RBI is likely to deliver 25bps Repo Rate cut on the 2nd of December 2014 policy review.
The last rate action by the RBI was a hike in the Repo Rate from 7.75% to 8% in its 28th January 2014 policy review. At the time of the Repo Rate hike, CPI inflation was at levels of 9.8%, the Fed has started tapering its asset purchase program, which was at USD 85 billion a month and India was heading towards a general election. RBI hiked the rates to temper inflation expectations in the face of a potential volatile economic and political situation in India.
Going into 2nd December 2014 policy review, CPI inflation is at levels of 5.52%, the Fed has stopped its asset purchase program and the country has given a strong political mandate to the Prime Minister Narendra Modi.
RBI Governor Dr. Raghuram Rajan has been steadfast in his campaign against protecting the internal value of the INR. The INR had touched record lows of Rs 68.80 against the USD in August 2013 and is now trading at levels of Rs 62, levels that were seen in January 2014 at the time of rate hike. The INR has withstood a broad USD strength that has taken up the USD index, which tracks a basket of six major currencies against the USD, by over 8%.
The country’s macro is supporting the INR. The government is committing itself to lowering the fiscal deficit to 4.1% of GDP this fiscal from 4.5% of GDP seen last fiscal. Current Account Deficit came in at 1.7% of GDP for the last fiscal and is likely to stay at around 2% of GDP in this fiscal given that trade deficit is negative 1.8% in the April- October 2014 period on a year on year basis. CPI inflation has come off sharply and with global crude oil prices down over 30% this year, key inflation and fiscal deficit drivers are weak. The government has fully passed through petrol and diesel prices to the end user and inflation is no longer suppressed by subsidized fuel though LPG and Kerosene are still subsidized.
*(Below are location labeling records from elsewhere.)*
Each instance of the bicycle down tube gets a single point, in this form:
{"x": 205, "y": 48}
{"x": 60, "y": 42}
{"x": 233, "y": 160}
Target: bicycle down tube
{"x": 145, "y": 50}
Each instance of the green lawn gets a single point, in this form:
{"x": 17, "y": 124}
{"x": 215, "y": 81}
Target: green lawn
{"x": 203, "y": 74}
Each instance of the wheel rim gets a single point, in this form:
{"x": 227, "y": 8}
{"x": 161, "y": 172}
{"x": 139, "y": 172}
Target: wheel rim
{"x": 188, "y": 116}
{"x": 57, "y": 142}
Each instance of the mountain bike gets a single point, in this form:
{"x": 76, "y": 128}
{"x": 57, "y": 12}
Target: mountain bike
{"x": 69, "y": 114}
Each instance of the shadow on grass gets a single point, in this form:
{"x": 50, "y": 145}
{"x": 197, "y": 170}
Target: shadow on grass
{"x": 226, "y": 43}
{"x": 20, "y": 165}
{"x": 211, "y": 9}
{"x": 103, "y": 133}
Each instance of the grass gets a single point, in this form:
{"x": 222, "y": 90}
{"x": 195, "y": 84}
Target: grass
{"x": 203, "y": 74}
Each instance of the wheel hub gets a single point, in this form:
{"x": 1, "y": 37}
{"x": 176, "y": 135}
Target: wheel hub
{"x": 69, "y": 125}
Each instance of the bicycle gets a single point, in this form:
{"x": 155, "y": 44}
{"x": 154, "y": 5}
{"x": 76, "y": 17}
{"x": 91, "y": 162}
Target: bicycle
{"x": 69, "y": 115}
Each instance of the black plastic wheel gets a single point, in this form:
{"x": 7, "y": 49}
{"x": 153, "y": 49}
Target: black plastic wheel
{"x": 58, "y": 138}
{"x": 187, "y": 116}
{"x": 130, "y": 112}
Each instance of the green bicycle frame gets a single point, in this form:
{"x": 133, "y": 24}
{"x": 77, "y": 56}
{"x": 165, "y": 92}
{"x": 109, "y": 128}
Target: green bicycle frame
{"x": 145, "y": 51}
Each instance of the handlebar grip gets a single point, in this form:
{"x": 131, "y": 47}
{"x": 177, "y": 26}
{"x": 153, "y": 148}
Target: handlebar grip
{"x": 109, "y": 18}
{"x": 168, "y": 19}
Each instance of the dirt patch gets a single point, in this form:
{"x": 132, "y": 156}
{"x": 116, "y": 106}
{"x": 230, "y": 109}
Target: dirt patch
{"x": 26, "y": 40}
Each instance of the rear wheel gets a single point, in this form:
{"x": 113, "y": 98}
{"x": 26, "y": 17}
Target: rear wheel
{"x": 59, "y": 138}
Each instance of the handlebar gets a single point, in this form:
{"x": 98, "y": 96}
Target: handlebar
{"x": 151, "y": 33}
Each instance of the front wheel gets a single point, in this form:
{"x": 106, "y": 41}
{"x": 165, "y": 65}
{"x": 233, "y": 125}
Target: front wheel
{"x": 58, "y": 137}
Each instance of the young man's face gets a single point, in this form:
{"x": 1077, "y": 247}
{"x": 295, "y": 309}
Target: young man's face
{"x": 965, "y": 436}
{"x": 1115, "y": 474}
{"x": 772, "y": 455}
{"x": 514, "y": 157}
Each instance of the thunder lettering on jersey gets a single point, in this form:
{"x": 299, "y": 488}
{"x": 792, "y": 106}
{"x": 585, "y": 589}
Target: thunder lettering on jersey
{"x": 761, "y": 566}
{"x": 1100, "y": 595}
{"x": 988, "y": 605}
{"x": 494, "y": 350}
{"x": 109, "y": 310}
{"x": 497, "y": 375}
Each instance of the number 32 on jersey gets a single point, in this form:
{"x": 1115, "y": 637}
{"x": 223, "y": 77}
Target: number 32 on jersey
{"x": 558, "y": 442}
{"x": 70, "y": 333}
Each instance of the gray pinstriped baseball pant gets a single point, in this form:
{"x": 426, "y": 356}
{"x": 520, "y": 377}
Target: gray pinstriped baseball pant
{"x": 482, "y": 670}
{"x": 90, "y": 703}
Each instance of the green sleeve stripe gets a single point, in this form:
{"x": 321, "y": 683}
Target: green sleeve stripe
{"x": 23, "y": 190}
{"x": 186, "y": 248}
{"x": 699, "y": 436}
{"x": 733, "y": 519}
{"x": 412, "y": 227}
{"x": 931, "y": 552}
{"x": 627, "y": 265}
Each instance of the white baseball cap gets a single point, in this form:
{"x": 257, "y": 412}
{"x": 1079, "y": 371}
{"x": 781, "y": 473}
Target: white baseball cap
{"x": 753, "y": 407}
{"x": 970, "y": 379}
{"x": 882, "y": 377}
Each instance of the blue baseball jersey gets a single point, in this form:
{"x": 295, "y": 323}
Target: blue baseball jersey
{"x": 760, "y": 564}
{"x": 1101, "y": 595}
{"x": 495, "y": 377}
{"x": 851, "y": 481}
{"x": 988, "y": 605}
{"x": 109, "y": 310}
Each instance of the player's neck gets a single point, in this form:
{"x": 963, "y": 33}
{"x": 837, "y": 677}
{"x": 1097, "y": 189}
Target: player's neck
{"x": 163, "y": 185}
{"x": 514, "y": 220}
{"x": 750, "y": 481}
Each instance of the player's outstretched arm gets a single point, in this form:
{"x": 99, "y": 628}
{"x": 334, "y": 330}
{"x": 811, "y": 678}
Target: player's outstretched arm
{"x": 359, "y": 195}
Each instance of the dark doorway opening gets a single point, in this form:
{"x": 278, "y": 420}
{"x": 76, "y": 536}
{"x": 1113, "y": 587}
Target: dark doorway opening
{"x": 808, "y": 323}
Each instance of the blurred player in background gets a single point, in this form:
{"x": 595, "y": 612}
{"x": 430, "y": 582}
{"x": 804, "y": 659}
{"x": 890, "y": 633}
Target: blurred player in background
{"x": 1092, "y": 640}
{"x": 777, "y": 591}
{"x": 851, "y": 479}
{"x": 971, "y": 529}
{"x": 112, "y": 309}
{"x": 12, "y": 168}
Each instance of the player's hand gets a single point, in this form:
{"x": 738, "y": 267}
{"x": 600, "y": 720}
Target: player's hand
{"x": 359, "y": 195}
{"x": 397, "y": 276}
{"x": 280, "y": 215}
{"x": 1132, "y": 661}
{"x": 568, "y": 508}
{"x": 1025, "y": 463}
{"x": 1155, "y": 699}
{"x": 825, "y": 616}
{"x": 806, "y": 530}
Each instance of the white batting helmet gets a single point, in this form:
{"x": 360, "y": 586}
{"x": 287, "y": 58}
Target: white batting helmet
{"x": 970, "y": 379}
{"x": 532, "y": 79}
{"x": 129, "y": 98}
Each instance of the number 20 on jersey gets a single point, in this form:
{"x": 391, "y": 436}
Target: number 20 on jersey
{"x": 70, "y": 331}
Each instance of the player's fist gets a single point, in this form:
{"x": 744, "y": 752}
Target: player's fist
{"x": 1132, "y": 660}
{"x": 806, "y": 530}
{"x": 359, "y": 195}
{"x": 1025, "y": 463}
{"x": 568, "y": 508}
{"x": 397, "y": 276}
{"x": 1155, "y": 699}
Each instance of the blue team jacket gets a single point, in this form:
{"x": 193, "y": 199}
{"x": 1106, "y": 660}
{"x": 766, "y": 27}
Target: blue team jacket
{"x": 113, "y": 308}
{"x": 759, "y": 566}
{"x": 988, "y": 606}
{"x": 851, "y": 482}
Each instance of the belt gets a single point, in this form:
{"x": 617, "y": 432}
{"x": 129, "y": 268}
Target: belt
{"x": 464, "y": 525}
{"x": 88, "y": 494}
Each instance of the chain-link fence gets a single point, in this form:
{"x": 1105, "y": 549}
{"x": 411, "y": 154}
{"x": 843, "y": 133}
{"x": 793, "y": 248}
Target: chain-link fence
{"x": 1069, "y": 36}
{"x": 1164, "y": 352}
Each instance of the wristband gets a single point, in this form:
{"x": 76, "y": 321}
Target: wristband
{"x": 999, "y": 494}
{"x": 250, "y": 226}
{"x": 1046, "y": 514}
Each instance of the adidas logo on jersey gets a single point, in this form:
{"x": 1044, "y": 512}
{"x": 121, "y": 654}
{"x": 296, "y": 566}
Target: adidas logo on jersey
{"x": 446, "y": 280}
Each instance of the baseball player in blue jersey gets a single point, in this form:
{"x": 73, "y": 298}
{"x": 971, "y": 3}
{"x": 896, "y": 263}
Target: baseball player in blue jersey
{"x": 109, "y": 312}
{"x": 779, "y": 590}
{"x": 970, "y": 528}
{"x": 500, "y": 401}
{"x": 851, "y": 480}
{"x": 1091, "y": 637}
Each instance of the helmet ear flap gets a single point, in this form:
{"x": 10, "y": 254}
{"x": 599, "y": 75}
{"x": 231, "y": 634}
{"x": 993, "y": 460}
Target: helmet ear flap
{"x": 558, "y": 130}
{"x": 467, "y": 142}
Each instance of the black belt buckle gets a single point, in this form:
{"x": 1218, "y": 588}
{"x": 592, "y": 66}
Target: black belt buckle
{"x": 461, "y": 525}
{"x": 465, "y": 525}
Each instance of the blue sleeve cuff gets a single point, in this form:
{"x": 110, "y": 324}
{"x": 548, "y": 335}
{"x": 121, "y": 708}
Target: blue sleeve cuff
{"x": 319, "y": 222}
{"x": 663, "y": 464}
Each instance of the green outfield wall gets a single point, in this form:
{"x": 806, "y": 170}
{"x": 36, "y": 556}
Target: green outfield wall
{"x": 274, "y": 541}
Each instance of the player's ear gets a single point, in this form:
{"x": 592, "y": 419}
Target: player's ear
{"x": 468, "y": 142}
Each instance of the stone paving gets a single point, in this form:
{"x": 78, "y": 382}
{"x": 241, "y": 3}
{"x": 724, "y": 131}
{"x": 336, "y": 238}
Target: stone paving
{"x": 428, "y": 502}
The government is making efforts to make sure that the subsidy goes to the needy and that would lower the subsidy bill further.
The second quarter fiscal 2014-15 GDP numbers support falling inflation expectations. Industry grew by just 2.2% in the second quarter, down from first quarter levels of 4.2%. Private and Government Final Consumption Expenditure and Gross Fixed Capital Formation have shown declining trends.
The ten year benchmark government bond, the 8.40% 2024 bond saw yields fall 8bps last week to close at 8.09% levels. The market is expecting an outside chance of a rate cut and if expectations are met, the yield on the 8.40% 2024 bond will fall to levels of 7.90%.
The long bond, the new thirty year bond auctioned last week saw the cut off come in at 8.17% levels, which is just 9bps higher than yield on the ten year bond and 2bps higher than the yield on the five year bond. The bullish cut off indicates the expectations of fall in the yield curve by the market.
OIS (Overnight Index Swaps) market saw the curve falling with one year OIS yields falling by 21bps and five year OIS yields falling by 24bps to close at levels of 7.73% and 7.10% respectively. OIS market is factoring in a series of rate cuts starting 2nd December 2014.
System liquidity stayed flat last week. System liquidity as measured by bids for Repo, Reverse Repo, Term Repo and Term Reverse Repo in the LAF (Liquidity Adjustment Facility) auctions of the RBI and drawdown from Standing Facilities (MSF or Marginal Standing Facility and Export Credit Refinance) was in deficit of Rs 689 billion last week from Rs 676 billion seen in the week previous to last. Liquidity conditions are easy structurally and RBI is conducting OMO sale auction for Rs 120 billion on the 1st of December to suck out excess liquidity.